Although a device may be shown to be "compliant" or even "ready" this also does not necessarily solve potential interface issues with other devices. For example:

A date field today may be shown as mmddyy. It can be made "ready" through a process called "windowing." The manufacturer simply inserts an arbitrary > or < line of code into the program to cause the device to make a decision as to 19xx or 20zz. Unfortunately there is no standardization which determines the yy value. It could be yy <30 or 40 or 50 or >10, etc.

To be perfectly Y2K compliant, the mmddyy should be changed to mmddyyyy which is fine inside one device but what happens if that device sends information to another device which is merely "ready" and still uses the mmddyy format but with the > or < code added? Will the two devices talk to each other correctly or simply shut down? No one really knows the answer to this because most Y2K compliance work today is being done at the individual product level in isolation from other systems.

The bottom line is that there is simply no standard approach being used to achieve Year 2000 compliance.

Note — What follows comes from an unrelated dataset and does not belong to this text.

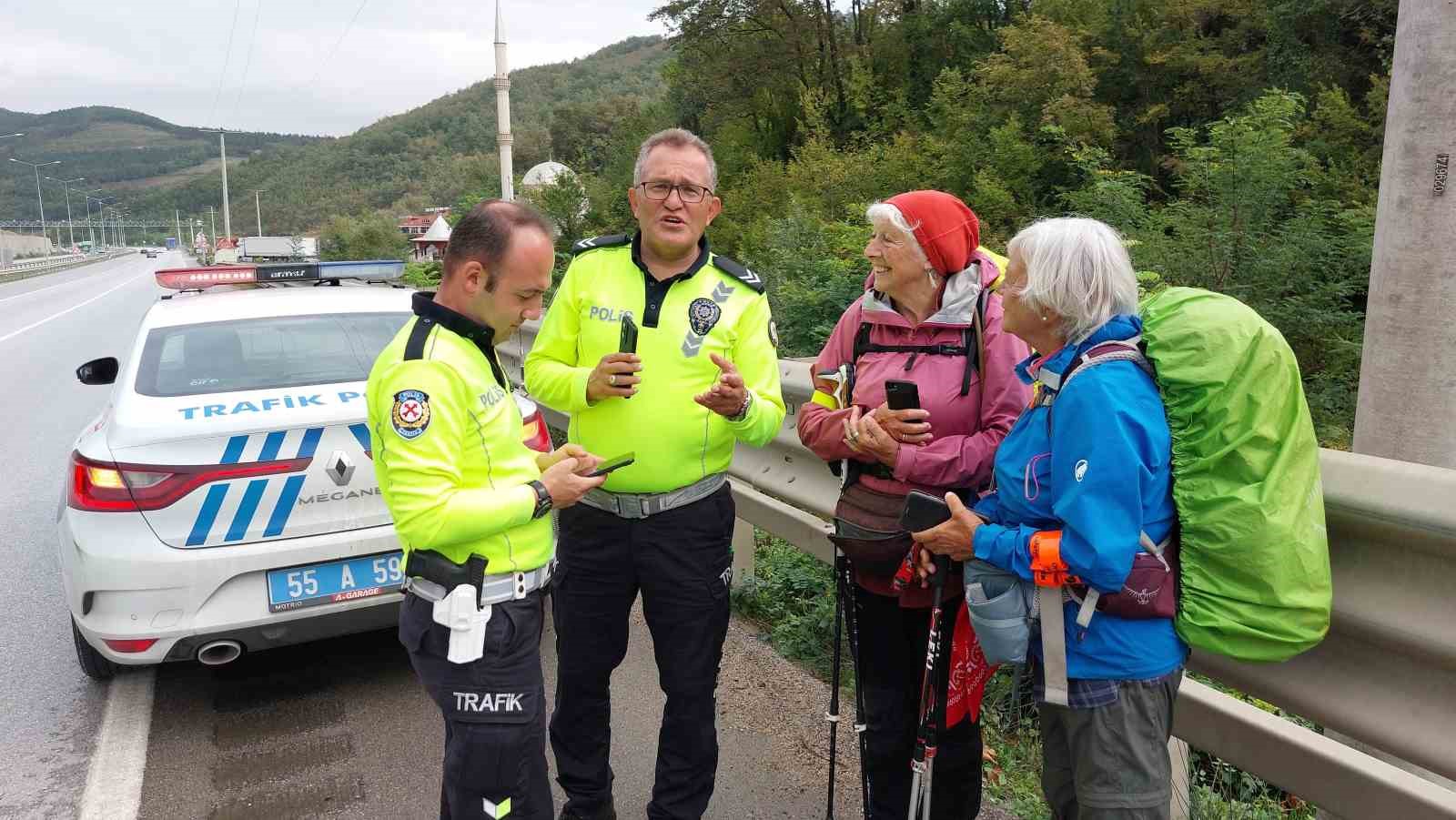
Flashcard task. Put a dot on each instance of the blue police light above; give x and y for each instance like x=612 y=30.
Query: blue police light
x=370 y=269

Evaluating System Compliance

The safest approach for anyone concerned with potential Y2K problems is to assume your critical systems will have an issue and develop a certification process to prove total system compliance rather than assume that everything will continue to interact properly. There is a growing body of examples and experiences where testing the date change yielded unexpected and often catastrophic system-wide results.

An electrical plant in England suffered a plant wide shut down when clocks were reset to just before midnight, 12/31/99, because a sensor in a smokestack decided that it had not been serviced in 100 years and initiated a shut down. The result was uncomfortably similar to the New Zealand incident mentioned earlier but fortunately both of these examples occurred on the ground. (ref. 11)

One approach to achieving Y2K certification has been provided to defense suppliers by the DoD and USAF (ref. 14). This Y2K weapon system evaluation strategy applies to aircraft and associated ground support systems such as training and mission planning systems, automated test equipment, system/software engineering support environments (S/SEEs), and development/integration laboratory systems. It consists of five phases:

  • Awareness involves gathering all potential stakeholders and gaining consensus on the scope of the system-wide problem.
  • Assessment focuses on developing a complete inventory of affected components and assessing the scope of their Y2K impact.
  • Renovation involves the actual "fixing" of non-compliant system components.
  • Validation focuses on verifying and certifying systems for Y2K compliance.
  • Implementation places Y2K compliant systems into use (an important component of this phase is the updating and distribution of a risk management and contingency strategy).

Compliance Assessment

Although not mentioned in the DoD approach, there are actually two main reasons to conduct a thorough assessment (or inventory) of both the hardware and software components of any integrated system – such as the flight deck of a classic.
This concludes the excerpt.